Services may also be part of more complex international transactions. For example, a firm may be hired to build a subway system in another country. Part of the export will consist of subway cars, but an equally important component will be the design, planning, project management and training involved in constructing and operating the finished system. Some of these services will be delivered in person by individuals travelling to the site of the contract, falling under mode 4. Others, such as plans and schedules, can be transferred electronically, falling under mode 1.
Technology is outpacing services trade regulation
As information technology has become more sophisticated, databases, advanced software applications and the Internet have made it possible for many businesspeople to export their services without travelling abroad. This makes counting, controlling and regulating service trade more difficult.
For example, medical services are rigorously regulated in virtually every country of the world. A doctor qualified in one country cannot practice in another without first passing a series of examinations in the second country. Yet, medical technology already enables X-rays and other types of body scans to be transmitted over long distances for examination and diagnosis. In another example, a doctor in one country may be asked to offer an opinion on the case of a patient in another—in effect, practicing medicine in the patient’s country.

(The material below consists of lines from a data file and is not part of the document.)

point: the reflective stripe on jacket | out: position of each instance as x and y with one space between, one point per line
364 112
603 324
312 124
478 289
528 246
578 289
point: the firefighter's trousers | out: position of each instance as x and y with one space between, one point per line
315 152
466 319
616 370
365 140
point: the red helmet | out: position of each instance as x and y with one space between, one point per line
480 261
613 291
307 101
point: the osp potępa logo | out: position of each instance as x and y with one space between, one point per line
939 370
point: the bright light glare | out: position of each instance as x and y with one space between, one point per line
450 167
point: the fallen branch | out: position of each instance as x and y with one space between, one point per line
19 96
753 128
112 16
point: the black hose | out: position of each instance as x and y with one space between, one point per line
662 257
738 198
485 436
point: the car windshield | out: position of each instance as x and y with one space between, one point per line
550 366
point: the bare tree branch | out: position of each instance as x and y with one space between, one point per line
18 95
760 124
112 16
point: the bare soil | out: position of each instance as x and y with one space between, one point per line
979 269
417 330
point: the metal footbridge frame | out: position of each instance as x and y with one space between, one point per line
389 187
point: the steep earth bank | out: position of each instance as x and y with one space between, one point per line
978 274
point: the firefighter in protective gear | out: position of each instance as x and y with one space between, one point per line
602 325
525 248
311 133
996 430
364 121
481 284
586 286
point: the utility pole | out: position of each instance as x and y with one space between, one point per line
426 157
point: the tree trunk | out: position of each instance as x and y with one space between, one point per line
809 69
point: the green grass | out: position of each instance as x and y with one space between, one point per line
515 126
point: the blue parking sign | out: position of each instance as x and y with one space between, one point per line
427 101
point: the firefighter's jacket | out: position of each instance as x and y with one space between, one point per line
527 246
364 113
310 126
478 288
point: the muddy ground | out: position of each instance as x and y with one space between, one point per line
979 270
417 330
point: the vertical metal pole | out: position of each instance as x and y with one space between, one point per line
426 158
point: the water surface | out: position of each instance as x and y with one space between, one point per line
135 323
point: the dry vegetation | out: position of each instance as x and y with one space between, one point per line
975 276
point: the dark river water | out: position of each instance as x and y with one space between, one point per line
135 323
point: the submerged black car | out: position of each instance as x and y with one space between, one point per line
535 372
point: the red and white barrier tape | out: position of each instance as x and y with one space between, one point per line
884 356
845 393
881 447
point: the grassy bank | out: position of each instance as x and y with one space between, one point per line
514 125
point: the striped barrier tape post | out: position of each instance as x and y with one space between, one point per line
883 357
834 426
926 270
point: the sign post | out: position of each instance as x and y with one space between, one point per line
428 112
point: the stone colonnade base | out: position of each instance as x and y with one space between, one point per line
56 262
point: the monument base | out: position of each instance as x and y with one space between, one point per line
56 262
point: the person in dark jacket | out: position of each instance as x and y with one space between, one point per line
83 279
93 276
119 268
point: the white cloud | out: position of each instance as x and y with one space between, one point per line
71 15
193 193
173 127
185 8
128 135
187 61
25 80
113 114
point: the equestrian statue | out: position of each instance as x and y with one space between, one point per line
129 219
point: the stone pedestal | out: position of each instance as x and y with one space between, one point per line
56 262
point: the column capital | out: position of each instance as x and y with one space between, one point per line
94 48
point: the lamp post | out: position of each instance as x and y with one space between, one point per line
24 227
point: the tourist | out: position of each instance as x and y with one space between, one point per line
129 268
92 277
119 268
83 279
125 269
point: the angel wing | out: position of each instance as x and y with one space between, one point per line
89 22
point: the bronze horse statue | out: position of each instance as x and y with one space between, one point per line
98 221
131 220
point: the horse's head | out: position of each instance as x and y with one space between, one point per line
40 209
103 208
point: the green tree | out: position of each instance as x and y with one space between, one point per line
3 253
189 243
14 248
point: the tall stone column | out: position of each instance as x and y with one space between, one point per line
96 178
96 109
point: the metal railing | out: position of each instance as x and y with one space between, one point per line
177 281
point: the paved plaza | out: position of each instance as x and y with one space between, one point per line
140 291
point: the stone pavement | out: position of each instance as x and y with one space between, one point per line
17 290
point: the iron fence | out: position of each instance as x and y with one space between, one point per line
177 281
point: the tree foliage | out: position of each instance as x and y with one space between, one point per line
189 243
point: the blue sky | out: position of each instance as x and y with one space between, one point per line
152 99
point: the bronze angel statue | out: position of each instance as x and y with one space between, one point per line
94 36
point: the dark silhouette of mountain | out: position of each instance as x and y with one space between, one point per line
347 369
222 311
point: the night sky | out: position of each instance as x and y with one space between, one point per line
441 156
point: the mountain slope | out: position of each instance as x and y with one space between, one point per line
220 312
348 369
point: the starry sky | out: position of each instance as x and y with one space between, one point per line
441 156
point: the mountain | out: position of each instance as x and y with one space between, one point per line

The service sector has become a significant economic force in the 21st century. As a result, countries are re-thinking national strategies, entrepreneurial service firms are reinventing themselves and economists are delighting in having new trends and numbers to assess, analyze and forecast.
It may be relatively easy to anticipate new trends, but being in a position to capitalize on them is a different matter. Services are invisibles. They cannot be demonstrated, shipped and returned as products can.
Successful service firms have recognized that in selling these kinds of services, the key to success is in the building of relationships, the adaptation of services to meet customer needs and the continuous innovation of unique high-value solutions.